The truth, unfortunately, is that the available data don’t really help anyone at all. Circumcision of male children is a tradition based on ethnicity, sociocultural mores, and religious beliefs. Before the development of antibiotics and modern medicine, it may well have also had significant medical merit (although there is no actual proof that this was ever the case either). Whether circumcision is a good or a bad thing for a specific individual, and the degree of medical risk associated with the actual procedure as compared to the degree of medical risk associated with not having the procedure, are both unknown. In the vast majority of cases, circumcision is best considered (rightly or wrongly) to be a rite of passage that has far more to do with cultural attitudes than medical evidence: the “patient” only rarely has any control over the issue.

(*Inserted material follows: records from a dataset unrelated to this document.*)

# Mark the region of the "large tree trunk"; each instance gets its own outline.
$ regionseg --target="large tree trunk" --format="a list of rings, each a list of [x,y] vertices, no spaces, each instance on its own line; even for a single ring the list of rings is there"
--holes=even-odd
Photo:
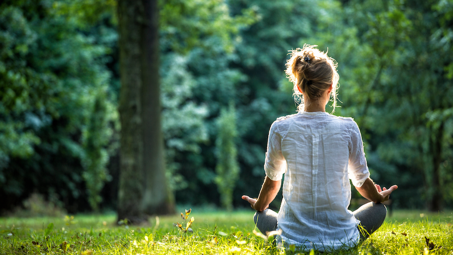
[[[121,89],[118,219],[132,223],[174,210],[161,128],[156,1],[118,4]]]
[[[432,191],[428,200],[428,208],[432,212],[438,212],[442,209],[443,198],[440,189],[440,163],[442,161],[442,140],[443,136],[444,123],[442,122],[437,129],[433,128],[431,143],[432,152],[433,171],[429,185]],[[429,180],[429,179],[428,180]]]

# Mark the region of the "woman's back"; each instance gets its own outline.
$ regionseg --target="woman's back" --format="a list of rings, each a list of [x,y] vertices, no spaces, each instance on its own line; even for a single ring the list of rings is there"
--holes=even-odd
[[[347,208],[349,179],[359,185],[369,176],[360,137],[352,119],[325,112],[299,113],[272,125],[265,169],[270,177],[285,172],[277,221],[287,242],[337,248],[357,240],[358,222]]]

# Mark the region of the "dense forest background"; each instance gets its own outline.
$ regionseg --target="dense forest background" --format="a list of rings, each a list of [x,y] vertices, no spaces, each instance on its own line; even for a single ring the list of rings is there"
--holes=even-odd
[[[3,213],[26,207],[32,196],[69,212],[116,208],[116,4],[0,4]],[[242,207],[241,195],[258,195],[269,128],[295,112],[287,53],[308,43],[338,62],[334,114],[360,127],[371,178],[399,185],[392,206],[453,206],[453,1],[159,7],[166,173],[177,203]],[[222,168],[223,161],[231,163]]]

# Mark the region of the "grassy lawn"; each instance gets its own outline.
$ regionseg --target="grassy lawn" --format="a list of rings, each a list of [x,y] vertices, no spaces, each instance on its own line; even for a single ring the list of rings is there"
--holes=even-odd
[[[313,253],[269,244],[254,233],[253,214],[251,209],[227,213],[193,208],[189,217],[195,219],[193,233],[173,226],[182,220],[177,215],[152,217],[146,225],[119,226],[113,213],[73,218],[0,218],[0,254]],[[395,211],[364,242],[333,253],[453,254],[452,223],[451,211]]]

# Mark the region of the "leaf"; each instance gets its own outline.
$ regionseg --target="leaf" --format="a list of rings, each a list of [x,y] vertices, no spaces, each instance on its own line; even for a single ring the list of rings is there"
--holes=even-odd
[[[69,243],[67,243],[66,241],[63,241],[63,242],[61,243],[61,244],[60,245],[60,246],[61,247],[61,249],[63,250],[63,252],[66,253],[66,250],[67,249],[67,247],[69,247]]]
[[[255,231],[256,231],[256,230],[255,230]],[[228,234],[226,233],[225,233],[224,232],[222,232],[221,231],[218,231],[218,234],[219,234],[220,235],[223,235],[223,236],[225,236]]]
[[[190,225],[192,225],[192,223],[193,222],[193,221],[195,219],[192,217],[190,219],[190,220],[189,220],[189,222],[187,222],[187,224],[186,225],[186,231],[187,231],[187,229],[189,229],[189,227],[190,227]]]
[[[425,241],[426,242],[426,246],[428,246],[428,249],[431,250],[436,247],[436,245],[433,242],[429,241],[429,238],[426,238],[425,236]]]
[[[241,241],[240,241],[239,240],[236,240],[236,242],[237,242],[238,244],[245,244],[247,243],[247,241],[245,240],[242,240]]]
[[[268,239],[267,236],[266,236],[266,235],[264,235],[261,232],[258,232],[258,231],[255,230],[255,229],[253,229],[253,231],[252,232],[253,232],[253,234],[255,234],[255,235],[258,236],[259,237],[261,237],[262,238],[264,239],[264,240],[266,240],[266,241],[267,241],[267,239]],[[220,234],[220,231],[219,231],[218,233]]]
[[[44,230],[44,235],[47,235],[50,233],[50,232],[52,231],[52,229],[53,229],[53,223],[51,222],[49,223],[49,225],[47,225],[47,228]]]

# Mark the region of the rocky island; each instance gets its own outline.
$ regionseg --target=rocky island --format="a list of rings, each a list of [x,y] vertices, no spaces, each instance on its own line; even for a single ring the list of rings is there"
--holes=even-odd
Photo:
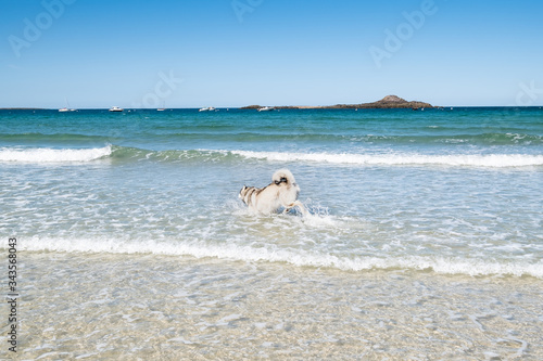
[[[258,109],[261,105],[249,105],[243,106],[241,109]],[[433,107],[433,105],[419,101],[406,101],[396,95],[387,95],[380,101],[372,103],[361,103],[361,104],[337,104],[337,105],[326,105],[326,106],[274,106],[277,109],[390,109],[390,108],[421,108],[421,107]]]

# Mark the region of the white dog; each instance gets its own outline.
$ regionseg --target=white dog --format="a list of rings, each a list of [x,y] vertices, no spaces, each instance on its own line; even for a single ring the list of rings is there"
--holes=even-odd
[[[279,169],[272,177],[272,183],[264,188],[243,185],[239,197],[250,209],[261,214],[273,214],[282,207],[288,212],[293,207],[299,207],[302,215],[306,215],[305,207],[298,201],[300,186],[294,176],[288,169]]]

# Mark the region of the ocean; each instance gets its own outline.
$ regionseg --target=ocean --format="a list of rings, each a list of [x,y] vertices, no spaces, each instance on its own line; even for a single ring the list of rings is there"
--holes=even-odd
[[[541,107],[4,109],[0,175],[0,359],[543,359]]]

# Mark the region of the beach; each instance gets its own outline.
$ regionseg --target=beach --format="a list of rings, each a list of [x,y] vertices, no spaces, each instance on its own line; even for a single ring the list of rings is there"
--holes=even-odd
[[[0,172],[20,359],[543,358],[539,107],[0,111]]]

Since the 17th Century, jurors hearing criminal cases in Scotland have had an alternative to the two verdicts of “guilty” or “not guilty” that are used almost exclusively in most legal systems. It is possible for a jury in Scotland to find that a prosecutor’s case against an accused defendant is “not proven” (although this verdict is not used that often today). The “New” Prostate Cancer InfoLink would argue that such a verdict is highly appropriate to the case of whether circumcision does or does not actually protect against risk for prostate cancer. We find the case to be “not proven”. We also suspect that a 70-year-long, randomized clinical trial to try to resolve this question (along with collection of all sorts of associated and highly necessary evidence related to sexual behaviors during the course of the study) is neither possible nor practicable!

2 Responses


    Sitemaster, your review notes that there are a number of other explanations possible for the difference in apparent prostate cancer incidence between Jewish/Muslim and non-Semitic populations. I’m thinking one of them could be the role of pork in the diet. It is suspected that pork, a red meat, is associated with increased prostate cancer risk, and there is some evidence in research (e.g., below). Pork is essentially forbidden for Jewish and Muslim men, but is widely consumed by others.

    Several years ago the Prostate Cancer Research Program (under the Congressionally Directed Medical Research Program) funded research comparing prostate cancer outcomes for African Americans in North Carolina (especially around Wake County, where tobacco use and pork consumption are especially prominent), where the risk of prostate cancer among African American men was unusually high, and Louisiana, where the risk among African American men was unusually low — below that of Caucasians. One suspect was pork — a favorite for all in North Carolina, but not much eaten in Louisiana, where seafood is a prominent element in the diet.

    Results of this North Carolina-Louisiana Prostate Cancer Project were reported at the PCRP’s IMPACT conference on March 10, 2011, in a plenary session at 1:30-2:30 PM, moderated by Thomas Laveist, with presentations by Dr. James Mohler and Dr. Elizabeth Fontham. (I’m providing this detail as there may be a transcript somewhere or an online recording, and follow-up research publications are contained in a number of papers captured in with “mohler j [au] AND fontham e [au]” as authors.) Here is a link to one I just checked that seems especially relevant.

    Another factor that may amplify the risk of pork is cooking at too high a temperature, thereby generating cancer-causing elements.

    I love pork barbecue and pork generally but have been avoiding it almost entirely for a decade and a half now.

  2. Dear Jim:

    Do you listen to jazz?

    My bet would be that I could get a similar associative correlation based on the same data that suggested that men who hear a lot of jazz music, because they live in that area of Louisiana (compared to those who do not, because they live in Wake County, NC) are at a significantly reduced risk for a diagnosis of prostate cancer.

    Do I think that that is a likely explanation of the facts? Of course not, but I bring it to readers’ attention because it points out just how dangerous these sorts of epidemiological association studies can be.